MIDI on the Web

To dispel any confusion up front, MIDI is not:

  • Cheesy sounds
  • sound, in any sense

MIDI is About Control

At its purest, MIDI is a protocol and hardware/software specification designed to enable communication between MIDI-enabled devices. With MIDI you can establish a network of instruments that are synced in tempo and that are able to control and be controlled by each other in user-programmed ways. If this idea seems somewhat hard to pin down, that's because the possibilities for application and the shear number of network configurations are quite vast. And it doesn't restrict you to controlling sound. Extensions to the MIDI spec have provided for alternate uses such as light automation for live entertainment.

A Protocol

MIDI is a protocol that provides a standardized message format that can be received and interpreted by any MIDI-enabled instrument. For example, by pressing down on a MIDI keyboard's key, one might send a 'note-on' signal along with information about the event, like the key number and velocity of the key press, to a target device (e.g., a computer running Logic or ProTools) where those sound parameters are used in the actual production of sound.

A Hardware Spec

The hardware specification aspect provides a common physical format for MIDI components and includes MIDI cabling, physical ports and internal mechanisms that receive and send voltage and convert it to data in the digital domain). [This part needs work.]

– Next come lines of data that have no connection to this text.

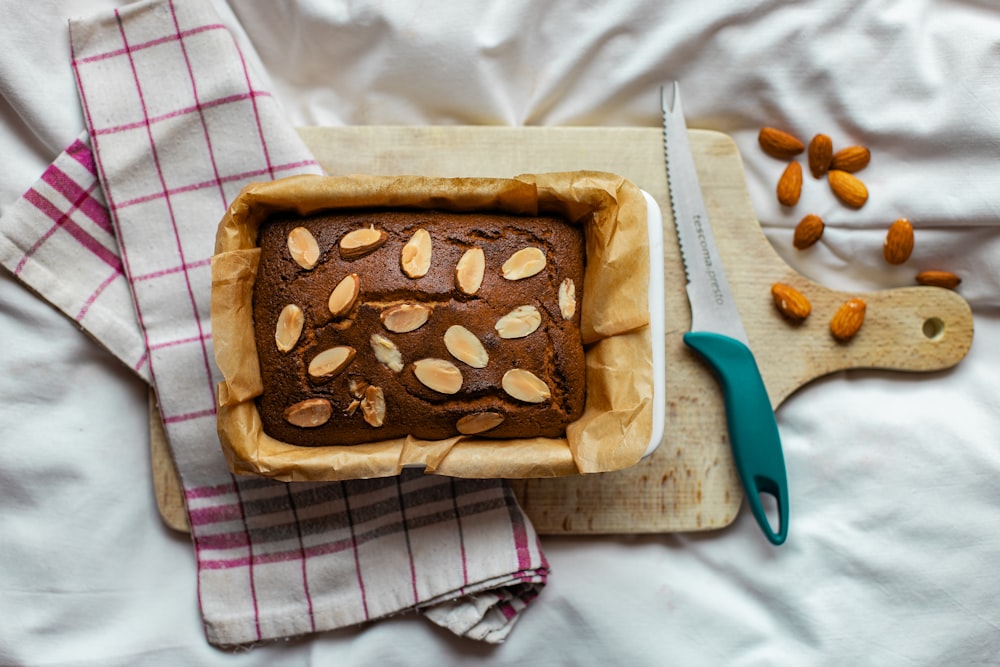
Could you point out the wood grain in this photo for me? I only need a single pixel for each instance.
(690, 482)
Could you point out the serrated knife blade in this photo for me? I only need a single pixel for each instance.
(717, 334)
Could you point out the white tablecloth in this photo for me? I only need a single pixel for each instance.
(894, 478)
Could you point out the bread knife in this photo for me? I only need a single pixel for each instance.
(717, 334)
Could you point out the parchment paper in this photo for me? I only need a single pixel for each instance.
(616, 425)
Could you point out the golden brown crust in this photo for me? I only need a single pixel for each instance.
(553, 352)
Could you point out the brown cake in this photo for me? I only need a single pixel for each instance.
(363, 335)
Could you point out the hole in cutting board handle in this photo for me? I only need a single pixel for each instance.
(933, 328)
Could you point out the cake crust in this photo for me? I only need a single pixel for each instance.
(379, 283)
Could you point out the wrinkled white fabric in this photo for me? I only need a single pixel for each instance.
(892, 554)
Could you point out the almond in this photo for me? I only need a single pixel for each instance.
(405, 317)
(438, 374)
(289, 327)
(373, 406)
(518, 323)
(791, 302)
(303, 247)
(386, 352)
(790, 185)
(357, 387)
(478, 422)
(415, 258)
(525, 386)
(344, 295)
(820, 155)
(808, 231)
(360, 242)
(309, 413)
(524, 263)
(470, 270)
(847, 188)
(779, 144)
(567, 299)
(464, 346)
(847, 321)
(898, 242)
(331, 361)
(851, 159)
(944, 279)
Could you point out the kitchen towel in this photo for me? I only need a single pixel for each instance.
(178, 120)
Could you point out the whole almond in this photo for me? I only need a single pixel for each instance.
(944, 279)
(808, 231)
(898, 242)
(405, 317)
(360, 242)
(847, 321)
(851, 159)
(525, 386)
(820, 154)
(415, 258)
(847, 188)
(309, 413)
(790, 302)
(524, 263)
(331, 361)
(478, 422)
(344, 295)
(438, 374)
(470, 270)
(303, 247)
(289, 327)
(790, 185)
(779, 144)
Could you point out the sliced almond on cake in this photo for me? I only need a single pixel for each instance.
(567, 299)
(309, 413)
(331, 361)
(524, 263)
(405, 317)
(525, 386)
(470, 270)
(518, 323)
(479, 422)
(387, 353)
(360, 242)
(438, 374)
(344, 295)
(303, 247)
(373, 406)
(415, 257)
(465, 346)
(289, 327)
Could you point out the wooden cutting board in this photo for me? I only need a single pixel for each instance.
(689, 483)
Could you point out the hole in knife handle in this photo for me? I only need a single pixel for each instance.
(769, 503)
(933, 328)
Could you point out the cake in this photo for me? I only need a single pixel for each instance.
(378, 324)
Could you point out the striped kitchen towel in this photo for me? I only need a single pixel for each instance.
(178, 121)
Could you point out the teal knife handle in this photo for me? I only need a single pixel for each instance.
(753, 431)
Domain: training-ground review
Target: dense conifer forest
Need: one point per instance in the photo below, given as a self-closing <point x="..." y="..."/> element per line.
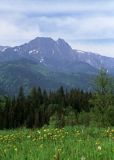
<point x="60" y="107"/>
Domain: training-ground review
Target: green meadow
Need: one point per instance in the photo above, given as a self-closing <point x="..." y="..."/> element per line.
<point x="69" y="143"/>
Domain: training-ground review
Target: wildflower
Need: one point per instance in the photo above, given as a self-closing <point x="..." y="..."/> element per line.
<point x="83" y="158"/>
<point x="99" y="148"/>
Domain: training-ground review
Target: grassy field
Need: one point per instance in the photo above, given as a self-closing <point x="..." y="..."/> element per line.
<point x="70" y="143"/>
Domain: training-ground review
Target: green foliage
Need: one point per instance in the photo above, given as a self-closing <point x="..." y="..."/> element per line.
<point x="69" y="143"/>
<point x="102" y="100"/>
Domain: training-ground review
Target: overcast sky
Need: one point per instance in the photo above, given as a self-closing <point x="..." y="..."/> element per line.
<point x="85" y="24"/>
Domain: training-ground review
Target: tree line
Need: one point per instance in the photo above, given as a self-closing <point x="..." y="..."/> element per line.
<point x="60" y="107"/>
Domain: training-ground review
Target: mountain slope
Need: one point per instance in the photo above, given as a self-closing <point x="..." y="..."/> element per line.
<point x="49" y="64"/>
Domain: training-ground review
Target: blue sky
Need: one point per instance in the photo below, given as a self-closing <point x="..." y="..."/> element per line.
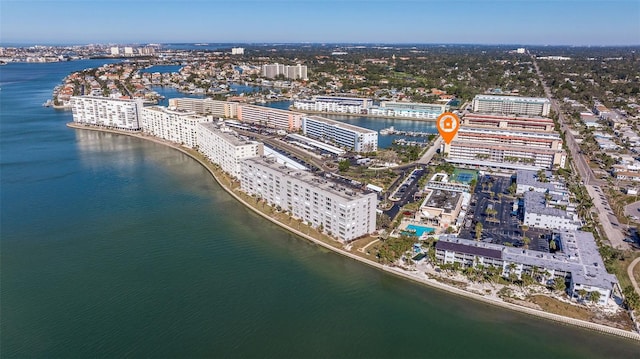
<point x="527" y="22"/>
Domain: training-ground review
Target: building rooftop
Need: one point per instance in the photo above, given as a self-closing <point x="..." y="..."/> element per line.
<point x="341" y="124"/>
<point x="579" y="256"/>
<point x="535" y="202"/>
<point x="314" y="181"/>
<point x="511" y="98"/>
<point x="442" y="199"/>
<point x="226" y="133"/>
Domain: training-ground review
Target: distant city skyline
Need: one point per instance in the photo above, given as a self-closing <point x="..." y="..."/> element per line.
<point x="524" y="22"/>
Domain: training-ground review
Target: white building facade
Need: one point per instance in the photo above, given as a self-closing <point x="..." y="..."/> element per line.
<point x="206" y="106"/>
<point x="270" y="117"/>
<point x="354" y="138"/>
<point x="107" y="112"/>
<point x="344" y="213"/>
<point x="408" y="109"/>
<point x="530" y="106"/>
<point x="177" y="126"/>
<point x="334" y="104"/>
<point x="224" y="148"/>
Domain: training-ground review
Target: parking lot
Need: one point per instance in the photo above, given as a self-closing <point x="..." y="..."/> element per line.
<point x="505" y="225"/>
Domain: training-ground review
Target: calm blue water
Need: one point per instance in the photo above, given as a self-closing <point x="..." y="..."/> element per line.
<point x="420" y="229"/>
<point x="377" y="124"/>
<point x="113" y="246"/>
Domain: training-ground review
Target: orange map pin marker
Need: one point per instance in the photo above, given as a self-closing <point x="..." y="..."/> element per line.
<point x="448" y="124"/>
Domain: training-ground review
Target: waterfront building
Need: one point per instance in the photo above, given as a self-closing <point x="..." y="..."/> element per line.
<point x="529" y="181"/>
<point x="531" y="123"/>
<point x="206" y="106"/>
<point x="530" y="106"/>
<point x="577" y="261"/>
<point x="271" y="71"/>
<point x="539" y="214"/>
<point x="107" y="112"/>
<point x="408" y="109"/>
<point x="343" y="213"/>
<point x="508" y="149"/>
<point x="440" y="207"/>
<point x="294" y="72"/>
<point x="270" y="117"/>
<point x="336" y="104"/>
<point x="352" y="137"/>
<point x="177" y="126"/>
<point x="225" y="148"/>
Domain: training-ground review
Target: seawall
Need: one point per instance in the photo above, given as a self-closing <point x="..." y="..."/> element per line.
<point x="391" y="270"/>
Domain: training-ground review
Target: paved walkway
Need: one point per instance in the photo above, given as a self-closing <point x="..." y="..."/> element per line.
<point x="630" y="273"/>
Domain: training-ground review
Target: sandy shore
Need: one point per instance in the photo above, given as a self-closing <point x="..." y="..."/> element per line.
<point x="416" y="276"/>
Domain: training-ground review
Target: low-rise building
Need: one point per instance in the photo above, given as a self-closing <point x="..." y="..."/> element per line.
<point x="225" y="148"/>
<point x="107" y="112"/>
<point x="270" y="117"/>
<point x="506" y="149"/>
<point x="177" y="126"/>
<point x="338" y="104"/>
<point x="538" y="214"/>
<point x="576" y="261"/>
<point x="531" y="106"/>
<point x="206" y="106"/>
<point x="352" y="137"/>
<point x="408" y="109"/>
<point x="344" y="213"/>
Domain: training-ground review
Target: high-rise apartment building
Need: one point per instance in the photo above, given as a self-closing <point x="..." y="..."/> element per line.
<point x="352" y="137"/>
<point x="344" y="213"/>
<point x="528" y="106"/>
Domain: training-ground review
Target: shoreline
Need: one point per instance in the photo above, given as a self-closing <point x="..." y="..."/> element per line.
<point x="293" y="109"/>
<point x="412" y="276"/>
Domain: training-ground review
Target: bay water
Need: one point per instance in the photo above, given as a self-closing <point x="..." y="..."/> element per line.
<point x="113" y="246"/>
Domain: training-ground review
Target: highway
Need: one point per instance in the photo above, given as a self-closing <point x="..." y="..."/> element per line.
<point x="615" y="236"/>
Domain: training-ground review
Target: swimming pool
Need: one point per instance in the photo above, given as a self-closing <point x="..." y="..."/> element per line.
<point x="419" y="230"/>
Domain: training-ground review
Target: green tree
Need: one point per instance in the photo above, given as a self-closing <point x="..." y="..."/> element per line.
<point x="478" y="231"/>
<point x="344" y="165"/>
<point x="559" y="284"/>
<point x="631" y="298"/>
<point x="583" y="294"/>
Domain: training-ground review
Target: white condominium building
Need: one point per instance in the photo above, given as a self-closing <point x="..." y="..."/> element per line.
<point x="508" y="122"/>
<point x="290" y="72"/>
<point x="352" y="137"/>
<point x="530" y="106"/>
<point x="270" y="117"/>
<point x="107" y="112"/>
<point x="576" y="259"/>
<point x="408" y="109"/>
<point x="344" y="213"/>
<point x="177" y="126"/>
<point x="334" y="104"/>
<point x="206" y="106"/>
<point x="224" y="148"/>
<point x="506" y="149"/>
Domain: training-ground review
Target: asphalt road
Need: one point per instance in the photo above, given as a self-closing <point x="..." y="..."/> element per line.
<point x="614" y="234"/>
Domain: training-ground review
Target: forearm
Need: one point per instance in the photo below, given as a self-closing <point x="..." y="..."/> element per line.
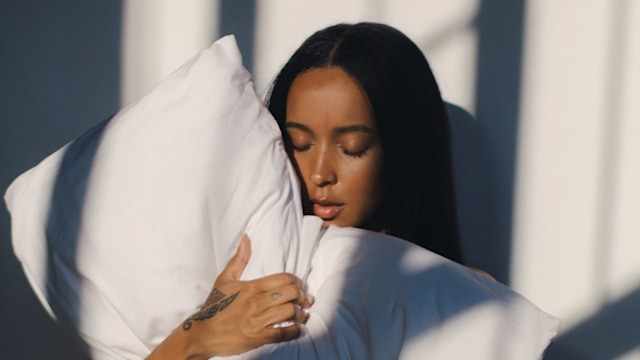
<point x="175" y="347"/>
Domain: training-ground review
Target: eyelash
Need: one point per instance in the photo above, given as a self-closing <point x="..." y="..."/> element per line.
<point x="354" y="154"/>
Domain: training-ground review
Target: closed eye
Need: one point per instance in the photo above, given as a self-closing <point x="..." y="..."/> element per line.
<point x="355" y="154"/>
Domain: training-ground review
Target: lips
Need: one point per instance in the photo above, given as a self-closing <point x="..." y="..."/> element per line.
<point x="326" y="210"/>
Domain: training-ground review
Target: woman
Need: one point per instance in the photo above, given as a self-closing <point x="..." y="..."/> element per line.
<point x="366" y="129"/>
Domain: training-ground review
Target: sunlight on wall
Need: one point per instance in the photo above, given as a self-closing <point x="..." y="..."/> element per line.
<point x="158" y="36"/>
<point x="576" y="236"/>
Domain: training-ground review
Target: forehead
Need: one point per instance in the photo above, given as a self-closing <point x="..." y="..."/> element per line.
<point x="328" y="98"/>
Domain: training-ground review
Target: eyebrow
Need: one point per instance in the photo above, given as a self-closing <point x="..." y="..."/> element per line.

Here's what the back of a MIDI-capable MPC1000 sampler looks like:

An MPC1000 is a MIDI-capable device

It has two MIDI OUT ports that can be used to transmit MIDI data to other systems. It also has two MIDI IN ports on which it can receive MIDI data from two separate MIDI systems.

MIDI Instruments

Common MIDI-enabled devices include keyboards, samplers, pianos, guitars and even wind instruments. Since MIDI itself is a protocol and an interface to convert voltage to note data in the digital domain, the possibilities are quite vast. Additionally, today, USB MIDI controllers are very common due to their low cost and portability. A MIDI controller doesn't produce any sound itself but sends MIDI data to external sound generators, where the sound can be rendered according to the control data contained in the MIDI messages. MIDI controllers commonly come in the form of a keyboard or a grid of pads and knobs akin to what you would find on a sampler.

A Demonstration

MIDI can communicate a variety of parameters such as pitch, velocity, volume and envelope information. It also communicates clock source information. In the video below, I demonstrate the effect of configuring the clock source on a digital sampler as the master tempo source and then set the clock-source on a digital keyboard to receive this master tempo and sync with it. Watch at the end as I drop the tempo on the sampler: the tempo on the keyboard drops as well.

Me Demonstrating MIDI

Historical Motivations for MIDI

Polyphony

People have been using intermediary technology to control the performance of music long before MIDI was conceived. The immediate predecessor of MIDI was a mechanism known as CV/Gate which transmits voltage as pitch and note duration as a gate or 'trigger' which communicates an on or off state. While the CV gate model worked well enough for monophonic synthesizers that produced a single note at a time, in the late 70s and early 80s, musicians and composers started to gravitate toward polyphonic instruments that could produce multiple, simultaneous notes or signals. The motivation for MIDI was partly the fact that the mechanisms for controlling and modulating actual current along its path from the sound generator to the output doesn't scale for polyphonic instruments. Monophonic synthesizers alone already take enough space, no?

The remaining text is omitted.